I’ve done a lot of research since I was diagnosed with Lyme disease. The other day I ran across a protocol from Dr. William Lee Cowden, a well known doctor in the treatment of Lyme disease and cancer. Guess what! He listed the Blood Type Diet under dietary recommendations! I was so happy to see that. I know that being on the diet is helping speed my healing. I went to my doctor (a Lyme specialist) last week and he kept looking at me and then looking at my chart and then looking at me again and finally said “why are you doing so well, we’ve barely started treatment”.

First I should explain what “so well” means when you have Lyme disease. I have a chronic form of Lyme disease, which means the bite (which I remember) was between 5 – 8 years ago. I’ve had a number of symptoms since that time with my health gradually deteriorating. Among my symptoms are: general fatigue, severe chest pains, shortness of breath, heart palpitations, high and low blood pressure, fainting, arthritis that changes location, and a million weird pains and sensitivities. I’ve had a number of heart attack like episodes that put me in the hospital. After some hormone therapy, a short course (2 weeks) of antibiotics, and a few herbal remedies I’m back to work (6 hours a day) and mostly taking care of my own needs. That may not seem like much to a healthy person, but to a Lyme patient that’s a big deal.

So why am I healing so quickly. Could be good genes, I’m a B nonnie Explorer by the way. It could be because I’ve been eating the BTD and now the GTD for the last eleven years. I’ve also been getting Reiki treatments this last year before and after my diagnosis. I’ve been practicing yoga and meditation for the last four years as well. I have a lot of support from my spouse, my friends, and my family which makes a huge difference. So many people have stepped up to help in so many ways that it’s overwhelming to me at times. Add it all up and I could be one of the Lyme “success stories.” And I’m starting to feel like that’s possible.

Even if I never completely recover from this I know I’m really helping the medicines and supplements do their work. I’m doing all I can to help my body and soul heal from this very nasty invasion. Thanks to everyone who has and continues to help me in this quest.

Well, it looks like I might have Lyme Disease! Two weeks ago, I was reading a book that mentioned Lyme Disease symptoms and I thought OMG these look familiar! Then the next day my neighbor called and said “I was watching a medical TV show, and they were talking about Lyme Disease, and I think that might be what you have.” Two days later the specialist I’ve been seeing walked me through my recent 28 blood tests (yes 28!!! They had to use both arms to get enough blood!). And he thinks I may have Lyme Disease! I show signs of having multiple viral infections, which usually means positive for Lyme.

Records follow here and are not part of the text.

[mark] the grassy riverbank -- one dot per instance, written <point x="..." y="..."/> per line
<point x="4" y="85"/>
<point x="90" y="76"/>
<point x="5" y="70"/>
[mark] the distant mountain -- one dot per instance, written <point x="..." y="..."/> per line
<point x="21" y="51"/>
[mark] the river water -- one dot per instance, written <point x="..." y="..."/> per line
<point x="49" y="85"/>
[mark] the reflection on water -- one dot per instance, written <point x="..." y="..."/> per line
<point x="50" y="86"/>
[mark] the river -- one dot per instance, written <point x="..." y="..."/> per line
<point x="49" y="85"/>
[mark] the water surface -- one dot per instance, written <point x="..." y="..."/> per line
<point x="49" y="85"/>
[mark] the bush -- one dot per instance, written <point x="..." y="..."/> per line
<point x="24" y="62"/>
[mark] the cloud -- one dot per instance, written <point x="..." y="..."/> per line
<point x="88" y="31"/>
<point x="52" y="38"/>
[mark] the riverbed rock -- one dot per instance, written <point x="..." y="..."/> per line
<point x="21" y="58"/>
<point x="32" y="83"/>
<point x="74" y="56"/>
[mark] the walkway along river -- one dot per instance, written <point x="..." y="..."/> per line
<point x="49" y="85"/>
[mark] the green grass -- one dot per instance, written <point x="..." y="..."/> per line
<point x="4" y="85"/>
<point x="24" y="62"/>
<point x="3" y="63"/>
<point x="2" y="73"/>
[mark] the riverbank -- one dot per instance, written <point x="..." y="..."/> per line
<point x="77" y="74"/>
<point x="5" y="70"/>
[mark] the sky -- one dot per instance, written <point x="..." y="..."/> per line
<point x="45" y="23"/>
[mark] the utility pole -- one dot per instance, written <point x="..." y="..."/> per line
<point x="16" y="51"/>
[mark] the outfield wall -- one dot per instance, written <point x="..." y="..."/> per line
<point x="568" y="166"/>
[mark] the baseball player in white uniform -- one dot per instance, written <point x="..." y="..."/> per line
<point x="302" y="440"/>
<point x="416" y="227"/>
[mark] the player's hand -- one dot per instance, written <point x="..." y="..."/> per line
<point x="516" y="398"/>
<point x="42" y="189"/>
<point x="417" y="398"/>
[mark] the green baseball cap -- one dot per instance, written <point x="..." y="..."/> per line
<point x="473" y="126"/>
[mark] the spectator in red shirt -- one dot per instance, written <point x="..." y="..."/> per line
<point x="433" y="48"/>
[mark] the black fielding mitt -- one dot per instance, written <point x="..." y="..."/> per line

So they started me on Antibiotics and Antiviral meds. I’m also taking some hormones, Cat's Claw and Hawthorn for the heart symptoms.

What a shock! I cried for two days straight and then I started doing research. I didn’t suspect Lyme, at first, because I didn’t know it could affect the heart. When people talk about Lyme you usually hear about arthritis symptoms. I have had some very strange and extremely painful joint problems over the last three years, but they mostly went away so I didn’t worry about it. I chalked it up to getting older. I’m 51 after all. But, apparently about 10% of people infected with Lyme have heart problems brought on by the disease. So, I guess this is why the Doctors at Kaiser couldn’t find anything wrong with me and thought I was just having panic attacks. And this is why I could eat so well and so strictly and still have health problems. The best food and vitamins in the world can only get you so far when you’re dealing with this nasty little beast.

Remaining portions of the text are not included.